I cannot think of a mechanism that would entirely prevent a gene from being regulated. For example, consider mechanisms like histone modification: there is very little about the sequence of a single underlying gene that can itself cause or prevent histone modification, yet those changes regulate the expression of associated genes. However, you can really only provide evidence in science for things that happen; providing evidence that things do not happen is often questionable. If you have some example gene and you'd like to say "this gene is not regulated", the best you can ever get to is "I haven't yet found a circumstance in which this gene is regulated by any manipulation I know of".
In practice, there are some genes that are not typically "switched on/off" and always expressed at fairly constant rates, we call these housekeeping genes. For many of these, the consequence of 'switching them off' would be death of the cell. However, I would not consider that these genes are "not capable" of being regulated, rather, I would say that they are specifically regulated to be always active, and that there is very strong evolutionary pressure for this to occur. To show that I mean by this, consider some quoted lines from Wikipedia:
The housekeeping gene expression levels are fine-tuned to meet the metabolic requirements in various tissues. Biochemical studies on transcription initiation of the housekeeping gene promoters have been difficult, partly due to the less-characterized promoter motifs and transcription initiation process.
Little is known about how the dispersed transcription initiation of housekeeping gene is established. There are transcription factors that are specifically enriched on and regulate housekeeping gene promoters. Furthermore, housekeeping promoters are regulated by housekeeping enhancers but not developmentally regulated enhancers.

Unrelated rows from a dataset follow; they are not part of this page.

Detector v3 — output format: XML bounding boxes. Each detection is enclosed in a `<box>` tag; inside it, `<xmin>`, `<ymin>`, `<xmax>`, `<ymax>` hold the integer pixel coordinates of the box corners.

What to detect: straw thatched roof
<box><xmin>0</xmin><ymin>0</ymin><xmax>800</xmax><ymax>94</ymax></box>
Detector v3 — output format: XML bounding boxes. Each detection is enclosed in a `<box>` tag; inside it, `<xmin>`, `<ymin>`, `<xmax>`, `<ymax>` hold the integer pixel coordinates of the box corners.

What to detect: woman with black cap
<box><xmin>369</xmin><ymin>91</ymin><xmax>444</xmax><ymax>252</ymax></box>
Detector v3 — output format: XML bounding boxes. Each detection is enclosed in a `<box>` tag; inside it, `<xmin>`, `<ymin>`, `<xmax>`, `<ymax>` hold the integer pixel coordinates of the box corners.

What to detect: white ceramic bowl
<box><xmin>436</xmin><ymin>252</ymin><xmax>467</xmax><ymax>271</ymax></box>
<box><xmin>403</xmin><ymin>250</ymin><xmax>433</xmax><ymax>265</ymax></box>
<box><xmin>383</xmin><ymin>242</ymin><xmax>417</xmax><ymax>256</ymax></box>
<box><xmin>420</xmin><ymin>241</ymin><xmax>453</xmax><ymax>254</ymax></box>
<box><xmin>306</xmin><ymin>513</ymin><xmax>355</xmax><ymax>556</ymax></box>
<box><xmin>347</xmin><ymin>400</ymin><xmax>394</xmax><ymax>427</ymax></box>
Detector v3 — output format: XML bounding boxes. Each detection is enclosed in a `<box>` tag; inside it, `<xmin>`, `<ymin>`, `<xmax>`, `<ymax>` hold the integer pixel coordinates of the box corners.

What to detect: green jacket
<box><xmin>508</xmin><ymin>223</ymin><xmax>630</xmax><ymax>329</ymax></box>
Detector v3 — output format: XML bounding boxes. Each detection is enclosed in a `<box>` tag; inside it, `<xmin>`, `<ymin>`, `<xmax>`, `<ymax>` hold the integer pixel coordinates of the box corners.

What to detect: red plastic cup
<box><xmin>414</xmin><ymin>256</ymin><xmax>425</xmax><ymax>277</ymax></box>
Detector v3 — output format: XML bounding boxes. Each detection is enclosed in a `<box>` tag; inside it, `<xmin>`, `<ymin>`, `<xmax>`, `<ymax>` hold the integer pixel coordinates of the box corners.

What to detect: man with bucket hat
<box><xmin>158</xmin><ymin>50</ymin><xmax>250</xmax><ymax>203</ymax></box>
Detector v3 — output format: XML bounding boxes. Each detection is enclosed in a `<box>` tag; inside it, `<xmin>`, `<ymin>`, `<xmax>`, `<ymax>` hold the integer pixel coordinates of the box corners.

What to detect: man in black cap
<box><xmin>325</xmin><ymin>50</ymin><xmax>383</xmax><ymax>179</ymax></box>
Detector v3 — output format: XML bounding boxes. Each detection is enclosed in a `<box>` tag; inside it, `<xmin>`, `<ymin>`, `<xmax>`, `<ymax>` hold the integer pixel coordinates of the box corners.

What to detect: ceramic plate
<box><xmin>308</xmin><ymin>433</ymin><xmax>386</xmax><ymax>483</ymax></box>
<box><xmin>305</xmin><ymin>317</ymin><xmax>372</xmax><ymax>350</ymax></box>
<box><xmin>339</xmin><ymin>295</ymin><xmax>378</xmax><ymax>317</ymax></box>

In summary, steady activity is carefully controlled, and difficult to study. Comparatively, if a gene has very different expression in different environments, you can follow an iterative process to look at cells in each environment and see what is different: if you find another protein is phosphorylated or otherwise modified, or has also changed expression, you might be looking at a transcription factor involved in your gene of interest. On the other hand, if something never changes, where do you start? Trickier problem for an experimentalist.